Super Strategies For The Proposed Legislative Amendment

There were a number of proposed changes to the superannuation rules announced in the May 2016 Federal budget. Whilst these changes are still being debated in Parliament, and may therefore be modified, or potentially not passed into law at all, it is still worth contemplating some possible strategies to deal with these potential changes.

If the reduction to concessional, (tax deductible), contributions caps to $25,000 is passed, combined with a tightening of non-concessional contributions limits, the question for those in their 40’s and 50’s with low superannuation balances might be, is how will it be possible to accumulate sufficient funds for retirement?

One option to consider is the use of a gearing strategy within a self-managed superannuation fund, in other words, using a limited-recourse borrowing arrangement, or LRBA for short.

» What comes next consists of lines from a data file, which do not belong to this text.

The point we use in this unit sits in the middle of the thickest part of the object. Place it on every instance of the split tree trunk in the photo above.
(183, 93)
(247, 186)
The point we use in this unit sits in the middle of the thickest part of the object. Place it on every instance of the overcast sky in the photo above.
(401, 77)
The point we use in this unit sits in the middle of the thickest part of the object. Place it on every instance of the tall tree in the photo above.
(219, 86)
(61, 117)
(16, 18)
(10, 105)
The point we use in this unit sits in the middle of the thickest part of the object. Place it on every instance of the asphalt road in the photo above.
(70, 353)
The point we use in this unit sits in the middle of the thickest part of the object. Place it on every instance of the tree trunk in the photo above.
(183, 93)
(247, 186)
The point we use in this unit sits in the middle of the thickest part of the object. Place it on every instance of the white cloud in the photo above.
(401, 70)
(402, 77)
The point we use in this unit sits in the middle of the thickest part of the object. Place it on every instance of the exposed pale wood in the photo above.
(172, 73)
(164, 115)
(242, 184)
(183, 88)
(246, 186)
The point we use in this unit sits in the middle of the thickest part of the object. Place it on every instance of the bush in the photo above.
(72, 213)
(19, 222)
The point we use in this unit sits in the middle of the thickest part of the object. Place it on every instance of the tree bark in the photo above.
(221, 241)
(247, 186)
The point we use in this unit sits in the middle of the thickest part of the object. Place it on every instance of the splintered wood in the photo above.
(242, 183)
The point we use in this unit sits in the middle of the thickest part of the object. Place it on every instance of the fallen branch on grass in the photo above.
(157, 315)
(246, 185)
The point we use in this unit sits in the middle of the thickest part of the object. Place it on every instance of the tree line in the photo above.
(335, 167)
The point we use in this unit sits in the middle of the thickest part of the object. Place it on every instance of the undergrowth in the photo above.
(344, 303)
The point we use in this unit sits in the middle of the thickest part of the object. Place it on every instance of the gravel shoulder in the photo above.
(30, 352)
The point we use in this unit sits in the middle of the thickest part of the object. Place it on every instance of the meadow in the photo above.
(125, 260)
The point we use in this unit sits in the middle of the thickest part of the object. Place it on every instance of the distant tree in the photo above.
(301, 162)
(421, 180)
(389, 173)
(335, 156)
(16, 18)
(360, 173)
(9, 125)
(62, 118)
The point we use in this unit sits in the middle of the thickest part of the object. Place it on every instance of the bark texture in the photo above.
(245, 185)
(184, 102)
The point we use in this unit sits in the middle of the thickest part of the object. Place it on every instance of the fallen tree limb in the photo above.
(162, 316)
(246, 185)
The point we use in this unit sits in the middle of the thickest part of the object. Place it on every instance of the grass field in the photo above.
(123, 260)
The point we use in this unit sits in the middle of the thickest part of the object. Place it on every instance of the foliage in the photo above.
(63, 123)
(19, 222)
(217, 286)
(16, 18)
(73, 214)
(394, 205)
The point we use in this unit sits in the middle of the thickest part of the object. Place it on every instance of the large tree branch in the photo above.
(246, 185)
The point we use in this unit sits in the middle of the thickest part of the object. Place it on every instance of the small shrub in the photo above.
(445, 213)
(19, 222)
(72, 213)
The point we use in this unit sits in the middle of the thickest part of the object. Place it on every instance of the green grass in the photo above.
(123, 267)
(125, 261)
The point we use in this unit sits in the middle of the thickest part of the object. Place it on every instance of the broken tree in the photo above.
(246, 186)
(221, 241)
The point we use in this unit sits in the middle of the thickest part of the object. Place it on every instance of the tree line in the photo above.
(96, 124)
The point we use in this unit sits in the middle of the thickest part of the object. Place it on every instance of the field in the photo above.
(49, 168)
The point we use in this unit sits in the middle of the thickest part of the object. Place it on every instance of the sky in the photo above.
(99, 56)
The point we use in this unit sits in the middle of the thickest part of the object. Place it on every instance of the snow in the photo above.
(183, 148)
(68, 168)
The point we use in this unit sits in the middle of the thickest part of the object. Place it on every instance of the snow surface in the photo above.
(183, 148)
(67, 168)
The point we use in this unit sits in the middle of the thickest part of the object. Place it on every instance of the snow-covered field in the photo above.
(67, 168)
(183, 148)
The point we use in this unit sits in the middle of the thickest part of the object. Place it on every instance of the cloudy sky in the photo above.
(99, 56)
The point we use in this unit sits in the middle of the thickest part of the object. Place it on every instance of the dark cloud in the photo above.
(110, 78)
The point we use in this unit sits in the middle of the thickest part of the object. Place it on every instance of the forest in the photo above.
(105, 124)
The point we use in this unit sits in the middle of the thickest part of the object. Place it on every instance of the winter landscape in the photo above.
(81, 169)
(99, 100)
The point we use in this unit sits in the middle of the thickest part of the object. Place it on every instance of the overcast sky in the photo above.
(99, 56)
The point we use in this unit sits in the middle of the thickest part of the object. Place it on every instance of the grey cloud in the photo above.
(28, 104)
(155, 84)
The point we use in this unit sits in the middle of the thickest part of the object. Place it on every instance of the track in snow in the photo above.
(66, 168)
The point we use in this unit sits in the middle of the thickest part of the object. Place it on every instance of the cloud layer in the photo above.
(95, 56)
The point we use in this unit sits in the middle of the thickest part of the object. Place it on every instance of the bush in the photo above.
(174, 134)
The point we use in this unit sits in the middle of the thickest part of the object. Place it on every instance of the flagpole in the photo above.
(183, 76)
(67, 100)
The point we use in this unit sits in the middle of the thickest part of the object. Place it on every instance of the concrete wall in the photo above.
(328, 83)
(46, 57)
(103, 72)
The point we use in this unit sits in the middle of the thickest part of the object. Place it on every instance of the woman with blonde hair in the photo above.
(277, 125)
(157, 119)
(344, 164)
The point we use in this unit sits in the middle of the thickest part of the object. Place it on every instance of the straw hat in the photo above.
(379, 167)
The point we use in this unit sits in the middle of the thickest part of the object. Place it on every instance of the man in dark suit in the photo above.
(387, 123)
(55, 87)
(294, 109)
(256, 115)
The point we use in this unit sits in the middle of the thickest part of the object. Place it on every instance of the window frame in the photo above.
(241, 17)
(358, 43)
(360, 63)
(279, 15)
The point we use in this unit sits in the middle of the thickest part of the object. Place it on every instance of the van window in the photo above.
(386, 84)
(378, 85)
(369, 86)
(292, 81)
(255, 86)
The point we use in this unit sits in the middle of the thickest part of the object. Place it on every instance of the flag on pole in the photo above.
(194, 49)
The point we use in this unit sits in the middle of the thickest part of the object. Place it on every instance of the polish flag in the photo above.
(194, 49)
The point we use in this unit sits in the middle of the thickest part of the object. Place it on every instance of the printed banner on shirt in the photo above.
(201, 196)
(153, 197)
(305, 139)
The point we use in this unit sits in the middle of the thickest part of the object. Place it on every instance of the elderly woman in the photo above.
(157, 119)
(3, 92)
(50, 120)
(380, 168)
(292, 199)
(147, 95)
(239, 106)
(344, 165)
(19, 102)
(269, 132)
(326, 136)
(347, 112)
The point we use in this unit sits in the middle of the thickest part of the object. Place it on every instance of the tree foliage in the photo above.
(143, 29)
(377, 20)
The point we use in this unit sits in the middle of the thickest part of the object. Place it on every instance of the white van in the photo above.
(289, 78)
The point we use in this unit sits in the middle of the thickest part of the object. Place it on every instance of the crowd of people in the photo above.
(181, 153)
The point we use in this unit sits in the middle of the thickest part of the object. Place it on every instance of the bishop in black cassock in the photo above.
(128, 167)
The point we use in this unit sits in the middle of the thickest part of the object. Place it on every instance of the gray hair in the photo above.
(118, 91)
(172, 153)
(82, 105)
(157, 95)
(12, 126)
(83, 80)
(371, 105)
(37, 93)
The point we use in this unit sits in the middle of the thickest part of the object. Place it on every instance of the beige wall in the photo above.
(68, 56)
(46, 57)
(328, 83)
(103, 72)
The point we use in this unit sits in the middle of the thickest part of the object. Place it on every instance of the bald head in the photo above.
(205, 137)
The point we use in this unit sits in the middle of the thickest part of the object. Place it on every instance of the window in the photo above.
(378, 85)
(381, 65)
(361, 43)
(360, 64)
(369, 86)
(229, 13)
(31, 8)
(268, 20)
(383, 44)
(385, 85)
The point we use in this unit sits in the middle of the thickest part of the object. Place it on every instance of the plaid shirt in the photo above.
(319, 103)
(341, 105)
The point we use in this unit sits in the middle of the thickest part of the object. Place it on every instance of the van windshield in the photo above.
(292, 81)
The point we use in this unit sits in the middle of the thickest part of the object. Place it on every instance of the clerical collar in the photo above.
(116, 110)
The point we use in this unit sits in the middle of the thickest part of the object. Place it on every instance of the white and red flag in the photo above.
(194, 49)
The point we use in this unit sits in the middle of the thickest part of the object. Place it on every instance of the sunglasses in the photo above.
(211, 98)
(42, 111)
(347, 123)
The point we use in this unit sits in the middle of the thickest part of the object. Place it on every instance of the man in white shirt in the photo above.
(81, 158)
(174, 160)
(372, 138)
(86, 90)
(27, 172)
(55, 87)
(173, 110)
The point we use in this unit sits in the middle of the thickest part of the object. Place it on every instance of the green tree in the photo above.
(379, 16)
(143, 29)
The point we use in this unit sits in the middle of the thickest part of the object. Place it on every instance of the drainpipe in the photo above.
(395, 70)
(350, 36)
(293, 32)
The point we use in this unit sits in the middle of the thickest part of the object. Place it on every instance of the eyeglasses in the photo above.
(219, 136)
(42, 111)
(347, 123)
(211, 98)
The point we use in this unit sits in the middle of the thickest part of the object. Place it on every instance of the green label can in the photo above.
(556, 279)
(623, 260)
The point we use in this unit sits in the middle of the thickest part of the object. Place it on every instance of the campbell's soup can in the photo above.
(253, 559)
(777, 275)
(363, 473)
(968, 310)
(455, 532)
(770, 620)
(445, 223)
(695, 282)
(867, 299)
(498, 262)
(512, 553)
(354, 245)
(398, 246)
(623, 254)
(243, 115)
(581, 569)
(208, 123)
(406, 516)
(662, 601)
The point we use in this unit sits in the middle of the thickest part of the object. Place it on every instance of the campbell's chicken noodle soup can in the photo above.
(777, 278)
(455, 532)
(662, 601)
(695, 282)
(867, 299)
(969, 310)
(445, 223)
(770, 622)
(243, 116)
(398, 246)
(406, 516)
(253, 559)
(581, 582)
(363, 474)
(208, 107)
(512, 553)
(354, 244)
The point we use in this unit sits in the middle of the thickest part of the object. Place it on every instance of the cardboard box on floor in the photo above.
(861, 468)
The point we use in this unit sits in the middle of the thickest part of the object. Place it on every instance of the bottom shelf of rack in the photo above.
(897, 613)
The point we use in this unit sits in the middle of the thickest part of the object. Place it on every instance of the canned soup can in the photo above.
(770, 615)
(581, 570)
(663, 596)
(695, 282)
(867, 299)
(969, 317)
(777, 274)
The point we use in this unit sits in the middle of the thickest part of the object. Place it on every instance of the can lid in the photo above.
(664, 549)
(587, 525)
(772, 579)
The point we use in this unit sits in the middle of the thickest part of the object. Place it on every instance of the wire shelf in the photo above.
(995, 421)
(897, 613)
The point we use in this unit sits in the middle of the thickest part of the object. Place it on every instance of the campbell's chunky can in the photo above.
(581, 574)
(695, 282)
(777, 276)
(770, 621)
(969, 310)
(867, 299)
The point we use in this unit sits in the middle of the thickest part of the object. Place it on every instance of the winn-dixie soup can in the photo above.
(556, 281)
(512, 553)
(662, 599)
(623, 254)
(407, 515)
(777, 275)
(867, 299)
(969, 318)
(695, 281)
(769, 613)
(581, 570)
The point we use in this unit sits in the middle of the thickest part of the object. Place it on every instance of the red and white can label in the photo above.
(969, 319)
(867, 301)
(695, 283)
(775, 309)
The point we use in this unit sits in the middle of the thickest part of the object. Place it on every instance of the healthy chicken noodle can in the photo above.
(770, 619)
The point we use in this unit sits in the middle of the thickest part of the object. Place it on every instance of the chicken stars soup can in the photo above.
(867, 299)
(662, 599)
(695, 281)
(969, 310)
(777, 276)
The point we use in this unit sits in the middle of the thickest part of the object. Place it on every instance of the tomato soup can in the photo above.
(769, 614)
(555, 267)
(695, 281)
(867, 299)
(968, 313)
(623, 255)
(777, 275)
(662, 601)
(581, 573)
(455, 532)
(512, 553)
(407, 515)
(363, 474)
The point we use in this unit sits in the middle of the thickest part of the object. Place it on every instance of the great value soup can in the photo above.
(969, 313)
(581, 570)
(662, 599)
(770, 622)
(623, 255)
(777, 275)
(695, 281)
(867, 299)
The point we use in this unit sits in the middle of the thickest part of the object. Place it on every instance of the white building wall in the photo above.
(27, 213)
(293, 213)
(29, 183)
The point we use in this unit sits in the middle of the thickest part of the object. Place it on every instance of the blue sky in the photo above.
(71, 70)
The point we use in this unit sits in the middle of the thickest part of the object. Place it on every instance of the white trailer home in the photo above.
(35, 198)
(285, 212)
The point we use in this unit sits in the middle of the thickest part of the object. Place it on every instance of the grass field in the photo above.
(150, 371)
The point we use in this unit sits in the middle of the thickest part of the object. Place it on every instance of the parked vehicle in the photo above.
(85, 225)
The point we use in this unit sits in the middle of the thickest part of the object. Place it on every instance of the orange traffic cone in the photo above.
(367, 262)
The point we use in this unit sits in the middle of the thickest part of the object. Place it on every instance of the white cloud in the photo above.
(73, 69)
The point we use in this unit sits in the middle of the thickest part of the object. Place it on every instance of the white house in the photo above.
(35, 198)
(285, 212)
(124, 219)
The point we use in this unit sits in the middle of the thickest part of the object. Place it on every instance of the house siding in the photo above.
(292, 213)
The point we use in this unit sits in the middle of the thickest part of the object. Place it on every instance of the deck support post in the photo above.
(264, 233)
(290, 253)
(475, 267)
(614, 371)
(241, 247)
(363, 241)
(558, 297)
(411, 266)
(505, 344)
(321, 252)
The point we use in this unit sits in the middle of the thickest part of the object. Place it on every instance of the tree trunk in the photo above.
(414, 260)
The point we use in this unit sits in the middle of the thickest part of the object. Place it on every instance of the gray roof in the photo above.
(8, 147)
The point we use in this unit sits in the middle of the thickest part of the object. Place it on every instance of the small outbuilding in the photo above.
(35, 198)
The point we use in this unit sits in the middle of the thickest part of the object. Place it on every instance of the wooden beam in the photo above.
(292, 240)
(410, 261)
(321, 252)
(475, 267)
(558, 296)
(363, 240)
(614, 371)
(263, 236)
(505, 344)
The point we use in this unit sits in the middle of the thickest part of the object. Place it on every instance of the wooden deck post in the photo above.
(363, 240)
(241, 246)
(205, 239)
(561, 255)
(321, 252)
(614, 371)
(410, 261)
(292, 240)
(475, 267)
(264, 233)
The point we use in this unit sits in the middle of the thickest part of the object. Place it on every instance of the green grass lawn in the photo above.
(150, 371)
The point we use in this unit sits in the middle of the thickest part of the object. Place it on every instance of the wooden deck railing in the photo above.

This will facilitate the purchase of a single asset, (such as a property), or a group of identical assets with the same market value, (such as a parcel of shares), with borrowed funds, which will ideally generate income on a regular basis and also a healthy capital gain. Income received on the investments combined with contributions made to the fund on behalf of members would be used to service the loan. The interest charges on the loan would also be allowable deductions against the funds income.

The desired outcome with a borrowing strategy such as this is that the total income and capital appreciation of the asset will be acceptably greater than the costs of the borrowing arrangement. For a couple with low balances in their self-managed fund, this provides the opportunity to acquire a high quality asset now with a market value significantly higher than their current member accounts. This would not be possible if they relied on their existing balances alone.

Clearly, the decision to enter such an arrangement and the asset choice should not be taken lightly and not without seeking expert advice beforehand, as the assumption is always that such loans can be serviced by continued contributions and does not necessarily allow for changes in circumstances.

One of the more significant superannuation related announcements in the Budget was the proposed limit on superannuation funds that could be applied towards pension accounts to $1.6m. This limit will be applied on a per member basis, not per fund, so for a husband and wife fund, the challenge will be to get as close to this limit for both members, rather than have unequal member balances, with one member significantly over the $1.6m limit and one below. Should this be an issue, there are a couple of ideas to consider:

Contributions splitting

This allows up to 85% of your taxed contributions, (ie the initial contribution after 15% tax has been deducted), to be then be transferred to your low balance spouse in the financial year following the one in which the initial contribution(s) were made. In addition, the split amount does not count towards the transferee’s contribution caps, so there is scope for additional amounts to be contributed for the transferee in the usual manner. There are a number of conditions which must be satisfied to allow a contribution split – so seek advice first.

Maximise the use of the low rate threshold

This is an amount, (currently $195,000) which can be withdrawn from a super fund by a member who is over their preservation age, but less than age 60, and is effectively free of tax. Bear in mind however, that a condition of release, such as retirement or permanent incapacity is required to access funds below age 65. These funds can then be contributed by the low balance member to boost their account.

Alternatively a member who is over age 60 and satisfies a condition of release, can withdraw any amount from their balance free of tax, under the current rules. This amount could then be contributed for the low balance member, bearing in mind the contribution caps for non-concessional contributions, which are currently $180,000 per financial year, or $540,000 under the three year “bring forward” rule, will be restricted to $100,000 per year or $300,000 over three years from 1 July 2017 under the recently announced changes to the Government’s planned superannuation amendments.